Sullo stato di diritto l'Ue non arretra di un millimetro e lo stallo sul Recovery resta. La videoconferenza dei leader, come peraltro era previsto, non ha sbloccato il veto di Polonia e Ungheria sul pacchetto economico da 1.800 miliardi di euro con cui i governi nazionalisti di Mateusz Morawiecki e Viktor Orban stanno tenendo in ostaggio il futuro dell'Europa. 

L'Ungheria e la Polonia hanno deciso di porre il veto sul Recovery Fund: al centro di tutto c’è la condizionalità che lega l’erogazione dei fondi al rispetto dello Stato di diritto, con Orban e Morawiecki che rischiano di far saltare il Next Generation Ue e i 209 miliardi destinati all'Italia.

Ma perché Ungheria e Polonia hanno deciso di porre il veto sul Recovery Fund? Tutto ruota intorno alla condizionalità che lega l’erogazione dei fondi al rispetto dello Stato di diritto, un cavillo non di poco conto viste le politiche messe in atto negli ultimi anni da Viktor Orban e da Jarosław Kaczyński.

Secondo l'Articolo 2 del Trattato sull'Unione europea, lo stato di diritto è uno dei valori fondanti dell'UE. Vale a dire che i governi dovrebbero essere vincolati dalla legge, che non dovrebbero prendere decisioni arbitrarie e che i loro cittadini dovrebbero essere in grado di contestare l'operato in un tribunale indipendente.

Esso sancisce inoltre la lotta contro la corruzione, per cui alcuni traggono indebito vantaggio a danno degli altri, e protegge la libertà di stampa, assicurando così che la collettività sia adeguatamente informata sugli interventi del governo.

Lo stato di diritto è di interesse comune secondo i cittadini europei.

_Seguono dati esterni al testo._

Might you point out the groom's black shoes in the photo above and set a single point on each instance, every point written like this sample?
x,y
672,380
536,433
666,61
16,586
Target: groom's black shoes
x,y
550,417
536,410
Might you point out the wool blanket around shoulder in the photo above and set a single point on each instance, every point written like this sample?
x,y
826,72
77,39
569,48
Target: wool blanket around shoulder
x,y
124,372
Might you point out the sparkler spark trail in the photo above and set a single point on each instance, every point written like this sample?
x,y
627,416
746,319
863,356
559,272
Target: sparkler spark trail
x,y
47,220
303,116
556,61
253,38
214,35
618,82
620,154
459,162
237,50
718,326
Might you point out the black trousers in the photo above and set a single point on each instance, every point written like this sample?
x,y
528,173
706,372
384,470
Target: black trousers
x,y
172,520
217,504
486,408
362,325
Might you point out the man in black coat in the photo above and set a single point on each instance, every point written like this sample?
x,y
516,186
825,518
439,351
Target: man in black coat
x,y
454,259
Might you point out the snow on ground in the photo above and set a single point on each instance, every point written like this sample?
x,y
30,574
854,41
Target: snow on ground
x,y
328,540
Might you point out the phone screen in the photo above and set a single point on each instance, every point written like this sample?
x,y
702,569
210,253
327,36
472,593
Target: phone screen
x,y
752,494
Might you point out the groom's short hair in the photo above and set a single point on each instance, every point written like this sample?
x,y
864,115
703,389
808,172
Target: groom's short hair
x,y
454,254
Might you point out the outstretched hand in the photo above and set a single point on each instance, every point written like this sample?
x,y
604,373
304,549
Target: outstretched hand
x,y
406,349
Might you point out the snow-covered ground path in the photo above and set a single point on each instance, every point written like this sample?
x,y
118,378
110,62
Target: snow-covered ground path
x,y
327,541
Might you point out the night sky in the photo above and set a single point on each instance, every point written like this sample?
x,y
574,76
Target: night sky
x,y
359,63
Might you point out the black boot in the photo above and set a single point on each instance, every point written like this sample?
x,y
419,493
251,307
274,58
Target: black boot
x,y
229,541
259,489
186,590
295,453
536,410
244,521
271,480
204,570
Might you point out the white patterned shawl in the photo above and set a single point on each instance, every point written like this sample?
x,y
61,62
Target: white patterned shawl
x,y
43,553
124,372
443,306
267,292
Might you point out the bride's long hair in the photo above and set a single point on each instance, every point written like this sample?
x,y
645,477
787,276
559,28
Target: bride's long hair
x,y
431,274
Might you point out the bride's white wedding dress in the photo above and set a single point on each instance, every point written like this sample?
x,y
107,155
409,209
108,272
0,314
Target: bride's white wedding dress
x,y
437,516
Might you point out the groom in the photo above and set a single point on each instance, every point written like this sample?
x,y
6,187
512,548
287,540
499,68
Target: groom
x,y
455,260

Secondo un sondaggio dell'Eurobarometro pubblicato nel 2019, almeno l’85% dei partecipanti UE ha considerato essenziale o importante ogni aspetto dello stato di diritto. Un altro sondaggio pubblicato a ottobre 2020 ha riportato che il 77% dei cittadini europei (in Italia l'81%) sostiene che l'UE dovrebbe fornire fondi agli stati membri solo se il governo nazionale rispetta lo stato di diritto e i principi democratici.

La corruzione o la presenza di tribunali non indipendenti possono significare che non esiste una reale protezione contro l’uso improprio dei fondi UE destinati a uno stato membro. Nel 2018, la Commissione ha presentato una proposta legislativa con lo scopo di difendere gli interessi finanziari dell’UE, nel caso in cui vengano rilevate irregolarità nello stato di diritto.

Il Parlamento ha adottato la sua posizione sulla proposta a inizio 2019. Il documento è legato al risultato dei negoziati sul bilancio a lungo termine dell'UE, e il Parlamento ha ribadito che un accordo sul bilancio 2021-2027 è possibile solo se ci sarà sufficiente progresso in questa legislazione.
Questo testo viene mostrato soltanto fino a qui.